Relationship jokes
Yo mama so stupid that she farted on yo face for no reason.
More about Quinn: He loves Robin. He loves his tight ass. He licks up all his shit after Taco Bell.
I was happy to find I could get a passing grade in all my subjects if I had sex with my teacher, until I remembered I'm home schooled.
Why was my mate in "Mission: Impossible?" Because he couldn't find his dad.
Who is more loyal: a dog or a wife?
Well, lock them both in your trunk for two hours and drive around and see which one is happy to see you.
I want coffee like my men.
Dark.
You mom.
Sam and Amya like anal sex with each other.

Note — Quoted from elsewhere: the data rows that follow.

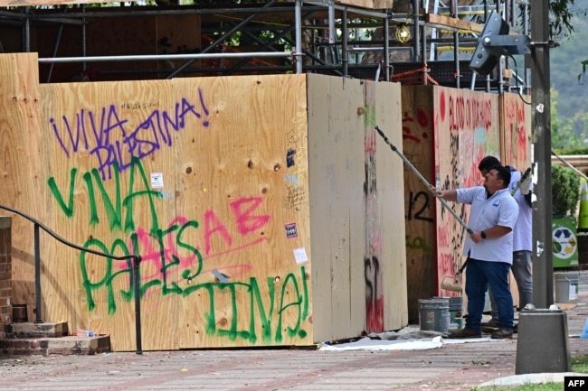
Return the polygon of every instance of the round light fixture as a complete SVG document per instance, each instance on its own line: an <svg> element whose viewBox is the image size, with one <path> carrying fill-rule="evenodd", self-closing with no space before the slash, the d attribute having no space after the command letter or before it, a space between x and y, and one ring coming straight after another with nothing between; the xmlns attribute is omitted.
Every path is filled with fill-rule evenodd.
<svg viewBox="0 0 588 391"><path fill-rule="evenodd" d="M411 31L406 25L402 25L396 29L396 40L401 43L406 43L411 40Z"/></svg>

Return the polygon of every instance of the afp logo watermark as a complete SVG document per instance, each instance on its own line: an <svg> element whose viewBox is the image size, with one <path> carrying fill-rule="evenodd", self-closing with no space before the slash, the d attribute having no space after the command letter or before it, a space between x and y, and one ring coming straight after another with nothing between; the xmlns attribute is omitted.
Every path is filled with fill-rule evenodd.
<svg viewBox="0 0 588 391"><path fill-rule="evenodd" d="M588 376L564 377L564 390L588 390Z"/></svg>

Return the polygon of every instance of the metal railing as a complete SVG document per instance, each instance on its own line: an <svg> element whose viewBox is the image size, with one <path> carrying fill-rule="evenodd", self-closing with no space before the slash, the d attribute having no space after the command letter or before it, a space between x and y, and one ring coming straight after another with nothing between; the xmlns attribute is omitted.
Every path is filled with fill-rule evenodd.
<svg viewBox="0 0 588 391"><path fill-rule="evenodd" d="M139 289L139 274L138 267L141 263L141 256L138 255L129 255L123 256L115 256L111 254L102 253L100 251L92 250L91 248L86 248L81 246L78 246L75 243L71 243L69 240L64 239L63 237L57 235L55 232L51 230L47 226L43 224L41 221L36 219L27 215L26 213L9 208L5 205L0 205L0 209L8 210L12 213L17 214L27 220L34 224L34 298L35 298L35 323L43 323L42 312L41 312L41 246L40 246L40 237L39 232L40 228L43 228L46 233L53 237L58 241L62 244L76 248L80 251L94 254L96 256L104 256L110 259L116 259L118 261L122 261L125 259L133 259L133 288L135 292L135 334L136 334L136 344L137 344L137 354L143 354L143 348L141 343L141 298L140 298L140 289Z"/></svg>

I hate it when ever I bring a girl over, my parents don't care, but when I bring one of my friends that's a boy, they're like, "Keep the door open," and I'm gay.
What did Ron put in his diary?
I "Her-mio-ne" after I banged her last night.
Why did the bee get married?
Because she found her honey.
What's the difference between a screw and a hooker? You can't unscrew the hooker.
Jack and Jill went up the hill 'cause Jack took a Viagra.
Jill was drunk, fell to her knee, Jack had his chance, did Jill till 3.
I remember when I was at a funeral at the age of 6. I was with my grandma and asked, "Grandma, Grandma, why is that man in a box?"
And she says, "He's in a better place now." I look at her confused and ask, "What kind of box did he live in before?! How is this box better than the last one?! It's just a box!"
And to this day I am still not allowed to go to funerals.
My grandfather tells me I'm too reliant on technology. I called him a hypocrite and unplugged his life support.
Sister: (moaning) Go get Mom, she'd love this!
Me: But Billy's with her right now.
Billy: UGHHHH...MMMMM
Dad: Hurry up Billy, I want to see you for a moment.
Q: What did the skeleton say when he proposed to his girlfriend?
A: Will you marrow me?
Roses are red, Violets are blue, You a dumb a** b*tch, We all know it's true.
Like if you wanna have sex.
What did the man say to the woman? "Make me a sandwich."